The author of more than 100 books of theology and biblical criticism, Brueggemann was professor emeritus of Old Testament studies at Columbia Theological Seminary in Decatur, Georgia, until his retirement in 2003.
His specialty was the Hebrew Bible and especially the Hebrew prophets, and his books were aimed primarily at clergy and church leaders. But through sermons, Brueggeman’s concepts, have become familiar to many churchgoers.
Though ordained, Brueggemann never served as a pastor of his own church. He was, however, a much sought after and eloquent preacher and lecturer.
“He had incredible way to discern what was happening in the world and the church and to speak into that with a much needed word,” said Conrad L. Kanagy, professor emeritus at Elizabethtown College in Pennsylvania, who wrote a biography of Brueggemann and edited some of his books.
Brueggemann’s books were broadly influential, especially in mainline Protestant circles. His 1978 “The Prophetic Imagination” sold more than a million copies and remains a classic that is still frequently assigned in mainline seminaries. In the book, he showed how the biblical prophets, called to imagine a different world, disrupted politics and the dominant culture and its assumptions.
Brueggemann himself was critical of American consumerism, militarism and nationalism.
“It is the vocation of the prophet to keep alive the ministry of imagination, to keep on conjuring and proposing future alternatives to the single one the king wants to urge as the only thinkable one,” he wrote.

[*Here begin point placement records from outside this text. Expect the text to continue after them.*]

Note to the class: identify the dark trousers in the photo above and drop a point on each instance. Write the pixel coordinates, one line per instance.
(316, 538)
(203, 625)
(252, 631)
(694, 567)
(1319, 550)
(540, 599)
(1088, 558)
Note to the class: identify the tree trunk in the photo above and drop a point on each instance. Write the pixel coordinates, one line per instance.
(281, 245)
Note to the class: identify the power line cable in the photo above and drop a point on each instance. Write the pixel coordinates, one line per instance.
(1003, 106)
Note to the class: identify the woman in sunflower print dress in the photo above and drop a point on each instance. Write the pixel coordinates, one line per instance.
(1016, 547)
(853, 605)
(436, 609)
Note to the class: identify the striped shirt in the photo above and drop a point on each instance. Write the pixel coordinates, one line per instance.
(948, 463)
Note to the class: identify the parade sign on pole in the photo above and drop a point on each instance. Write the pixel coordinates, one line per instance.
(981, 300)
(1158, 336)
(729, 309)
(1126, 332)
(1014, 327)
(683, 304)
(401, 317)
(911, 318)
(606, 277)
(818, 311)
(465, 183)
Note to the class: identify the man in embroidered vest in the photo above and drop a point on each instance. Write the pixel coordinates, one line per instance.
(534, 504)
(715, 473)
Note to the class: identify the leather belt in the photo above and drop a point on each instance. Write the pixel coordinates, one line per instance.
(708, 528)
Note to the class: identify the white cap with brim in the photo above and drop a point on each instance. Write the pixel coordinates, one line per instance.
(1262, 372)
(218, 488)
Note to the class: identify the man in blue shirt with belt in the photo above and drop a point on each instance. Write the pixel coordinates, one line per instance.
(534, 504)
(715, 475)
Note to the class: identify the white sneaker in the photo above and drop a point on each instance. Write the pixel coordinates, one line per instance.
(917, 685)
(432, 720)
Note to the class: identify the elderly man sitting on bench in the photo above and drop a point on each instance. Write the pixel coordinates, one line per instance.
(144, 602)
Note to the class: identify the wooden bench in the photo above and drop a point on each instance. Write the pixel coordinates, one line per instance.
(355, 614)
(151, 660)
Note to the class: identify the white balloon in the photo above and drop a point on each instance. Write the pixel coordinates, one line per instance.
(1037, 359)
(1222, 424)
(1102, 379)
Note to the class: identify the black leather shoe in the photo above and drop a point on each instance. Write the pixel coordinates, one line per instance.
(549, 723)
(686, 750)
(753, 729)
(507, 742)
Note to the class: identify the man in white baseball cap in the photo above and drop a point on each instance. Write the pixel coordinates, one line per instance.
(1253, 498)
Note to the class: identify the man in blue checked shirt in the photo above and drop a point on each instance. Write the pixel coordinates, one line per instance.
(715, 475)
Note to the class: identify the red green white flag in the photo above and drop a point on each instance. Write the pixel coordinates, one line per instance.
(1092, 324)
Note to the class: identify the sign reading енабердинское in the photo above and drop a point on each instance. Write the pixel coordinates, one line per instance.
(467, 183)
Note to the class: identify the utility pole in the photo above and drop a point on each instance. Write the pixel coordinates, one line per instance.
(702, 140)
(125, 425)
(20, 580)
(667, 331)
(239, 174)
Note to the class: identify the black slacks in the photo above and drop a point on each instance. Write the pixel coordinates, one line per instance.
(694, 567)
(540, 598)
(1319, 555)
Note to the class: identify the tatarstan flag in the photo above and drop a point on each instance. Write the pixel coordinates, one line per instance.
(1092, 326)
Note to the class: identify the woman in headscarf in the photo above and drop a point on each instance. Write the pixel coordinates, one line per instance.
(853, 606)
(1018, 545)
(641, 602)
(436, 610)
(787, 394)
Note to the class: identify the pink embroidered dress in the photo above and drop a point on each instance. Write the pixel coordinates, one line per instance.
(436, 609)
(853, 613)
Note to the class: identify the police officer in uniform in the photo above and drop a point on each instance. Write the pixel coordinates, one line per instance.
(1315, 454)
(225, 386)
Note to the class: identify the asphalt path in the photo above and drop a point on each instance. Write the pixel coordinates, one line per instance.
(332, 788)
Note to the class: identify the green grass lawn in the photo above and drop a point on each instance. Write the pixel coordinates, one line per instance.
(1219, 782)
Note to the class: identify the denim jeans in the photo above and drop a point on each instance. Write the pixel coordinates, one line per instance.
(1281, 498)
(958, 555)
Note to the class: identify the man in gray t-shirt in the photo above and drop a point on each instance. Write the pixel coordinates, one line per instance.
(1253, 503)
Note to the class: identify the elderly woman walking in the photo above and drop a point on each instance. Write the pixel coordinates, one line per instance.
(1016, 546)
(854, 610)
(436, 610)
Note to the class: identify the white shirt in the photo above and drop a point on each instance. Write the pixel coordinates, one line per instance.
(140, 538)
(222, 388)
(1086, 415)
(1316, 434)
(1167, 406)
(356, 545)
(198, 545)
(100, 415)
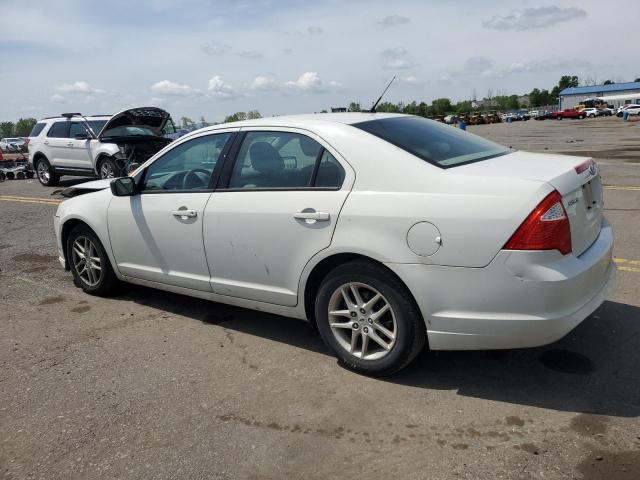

Breuggemann was text-focused but resisted the dominant modes of biblical interpretation because they put distance between the reader and the text. He sought to help pastors hear God’s voice within the biblical text.
Brueggemann was born in Tilden, Nebraska, in 1933. His father, a pastor in the German Evangelical Synod of North America, ordained him. He and his brother, Ed, grew up in Blackburn, Missouri.
As a teenager, Brueggemann and his brother visited a Black church on the edge of town. It later influenced his commitment to social justice.
His academic journey began at Elmhurst College (now university), in Elmhurst, Illinois. He went on to study at Eden Theological Seminary and Union Theological Seminary. He received a Ph.D. in education from St. Louis University, while teaching at Eden Theological Seminary in St. Louis. He left Eden for Columbia Theological Seminary, a Presbyterian school, in 1986.
Brueggemann, however, remained an active minister in the United Church of Christ. He was a frequent speaker at its conferences as well as a mentor to countless church leaders.
He is survived by his wife, Tia, and by his sons James and John and their families.